Central to the MAMA.codes ethos is raising digital kids who are exposed to purposeful, project-based coding that is a world away from parental fears about passive screen time and addictive social media. “We’re all about teaching them to use tech competently and consciously and coaching families to find a healthy balance.”
A brighter future
Katz recognises that girls need “more active encouragement to stick with tech”, adding: “We’re doing what we can through MAMA.codes to train kids to apply for these jobs, but entering the tech workforce, women then need the right support to stay in these roles, and make it a manageable career if they have children.” She has seen a groundswell of support for women in tech, women in STEM and women in entrepreneurship and is encouraged, for example, by meeting many more female chief technology officers these days.

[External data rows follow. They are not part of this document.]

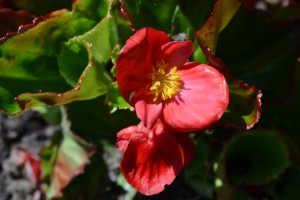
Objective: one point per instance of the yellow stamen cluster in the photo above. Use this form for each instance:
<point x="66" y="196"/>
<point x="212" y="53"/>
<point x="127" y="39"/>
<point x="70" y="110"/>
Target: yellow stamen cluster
<point x="164" y="84"/>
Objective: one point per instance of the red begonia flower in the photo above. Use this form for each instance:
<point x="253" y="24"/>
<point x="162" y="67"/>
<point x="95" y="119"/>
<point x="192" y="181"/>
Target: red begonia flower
<point x="153" y="158"/>
<point x="155" y="78"/>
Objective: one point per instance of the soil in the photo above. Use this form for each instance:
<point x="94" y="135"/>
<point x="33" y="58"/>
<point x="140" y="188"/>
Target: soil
<point x="31" y="132"/>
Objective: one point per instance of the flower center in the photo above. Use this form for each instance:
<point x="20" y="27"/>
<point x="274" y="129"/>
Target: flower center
<point x="164" y="85"/>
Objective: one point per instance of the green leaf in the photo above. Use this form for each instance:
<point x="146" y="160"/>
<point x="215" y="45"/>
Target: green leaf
<point x="287" y="185"/>
<point x="255" y="157"/>
<point x="222" y="14"/>
<point x="244" y="106"/>
<point x="115" y="100"/>
<point x="41" y="7"/>
<point x="33" y="74"/>
<point x="258" y="57"/>
<point x="28" y="62"/>
<point x="197" y="174"/>
<point x="98" y="123"/>
<point x="72" y="156"/>
<point x="10" y="20"/>
<point x="196" y="12"/>
<point x="158" y="13"/>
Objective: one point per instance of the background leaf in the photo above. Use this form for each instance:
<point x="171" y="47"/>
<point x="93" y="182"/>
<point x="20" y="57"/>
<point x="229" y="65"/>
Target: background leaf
<point x="259" y="165"/>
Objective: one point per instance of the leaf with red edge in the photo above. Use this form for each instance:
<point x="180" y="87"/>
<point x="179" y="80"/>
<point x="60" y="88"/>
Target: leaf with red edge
<point x="41" y="7"/>
<point x="39" y="65"/>
<point x="159" y="14"/>
<point x="245" y="101"/>
<point x="31" y="163"/>
<point x="221" y="16"/>
<point x="153" y="158"/>
<point x="10" y="20"/>
<point x="72" y="156"/>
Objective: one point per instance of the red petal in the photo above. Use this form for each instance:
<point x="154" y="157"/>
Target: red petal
<point x="177" y="53"/>
<point x="136" y="59"/>
<point x="153" y="160"/>
<point x="147" y="110"/>
<point x="125" y="134"/>
<point x="202" y="100"/>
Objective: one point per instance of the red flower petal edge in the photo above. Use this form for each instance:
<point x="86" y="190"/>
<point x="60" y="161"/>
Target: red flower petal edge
<point x="153" y="158"/>
<point x="154" y="76"/>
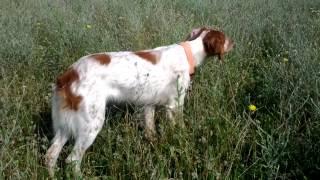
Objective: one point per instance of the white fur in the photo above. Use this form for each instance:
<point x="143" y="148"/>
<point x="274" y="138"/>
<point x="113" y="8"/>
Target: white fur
<point x="127" y="78"/>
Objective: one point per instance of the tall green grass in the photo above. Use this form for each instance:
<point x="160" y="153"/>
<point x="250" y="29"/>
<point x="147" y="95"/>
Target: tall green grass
<point x="275" y="66"/>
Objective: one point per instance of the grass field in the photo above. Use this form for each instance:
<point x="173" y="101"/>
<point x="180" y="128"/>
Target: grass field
<point x="274" y="66"/>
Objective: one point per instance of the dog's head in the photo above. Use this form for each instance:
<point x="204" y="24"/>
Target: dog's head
<point x="215" y="42"/>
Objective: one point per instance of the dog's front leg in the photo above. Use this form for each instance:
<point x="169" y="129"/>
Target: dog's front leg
<point x="150" y="130"/>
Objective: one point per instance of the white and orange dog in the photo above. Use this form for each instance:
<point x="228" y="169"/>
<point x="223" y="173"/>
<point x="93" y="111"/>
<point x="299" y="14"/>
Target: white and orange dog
<point x="147" y="78"/>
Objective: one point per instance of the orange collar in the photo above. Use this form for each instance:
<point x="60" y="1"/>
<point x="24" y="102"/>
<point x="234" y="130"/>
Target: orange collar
<point x="191" y="61"/>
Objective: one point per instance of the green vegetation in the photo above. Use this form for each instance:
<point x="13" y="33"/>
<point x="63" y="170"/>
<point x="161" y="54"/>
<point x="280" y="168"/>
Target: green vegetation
<point x="274" y="66"/>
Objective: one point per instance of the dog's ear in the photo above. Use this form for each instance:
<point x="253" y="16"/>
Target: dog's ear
<point x="215" y="43"/>
<point x="195" y="33"/>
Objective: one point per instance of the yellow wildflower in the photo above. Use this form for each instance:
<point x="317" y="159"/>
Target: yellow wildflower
<point x="252" y="107"/>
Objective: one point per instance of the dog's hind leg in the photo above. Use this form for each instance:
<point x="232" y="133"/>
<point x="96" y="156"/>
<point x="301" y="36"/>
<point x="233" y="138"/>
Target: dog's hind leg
<point x="91" y="123"/>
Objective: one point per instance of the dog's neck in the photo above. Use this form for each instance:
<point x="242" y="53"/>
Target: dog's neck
<point x="197" y="50"/>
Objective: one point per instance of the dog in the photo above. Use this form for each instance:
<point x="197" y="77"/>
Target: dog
<point x="148" y="78"/>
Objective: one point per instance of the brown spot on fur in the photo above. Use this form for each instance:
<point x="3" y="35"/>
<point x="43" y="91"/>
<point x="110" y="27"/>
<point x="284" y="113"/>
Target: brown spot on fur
<point x="214" y="43"/>
<point x="196" y="35"/>
<point x="149" y="56"/>
<point x="63" y="84"/>
<point x="103" y="59"/>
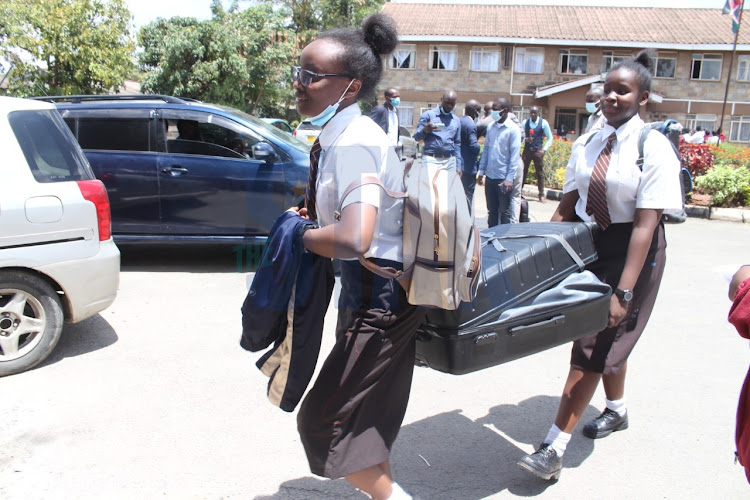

“But day-to-day it still feels very tough for women in tech,” says Katz. “It’s going to take time to change some ingrained cultures and behaviours.” She agrees that tipping the tech workforce numbers more quickly is about exposure to opportunity, exposure to female role models, mentorship and encouragement, and, of course, skills training in or out of school.
This means an “end-to-end strategy” is needed, she adds: “We’re at the very beginning of that tech talent pipeline…We try to ensure that everyone has that base level of skills, fluency and confidence, which you then can't take away from them as they progress through their formal education.”
And finally, Katz believes that highlighting the idea of “tech for good” is also important; “it builds on the idea of young children seeing coding as a means to an end,” she says, and ultimately becoming more independent thinkers – with a greater sense of autonomy and independence in their education and what they feel they can do with their careers.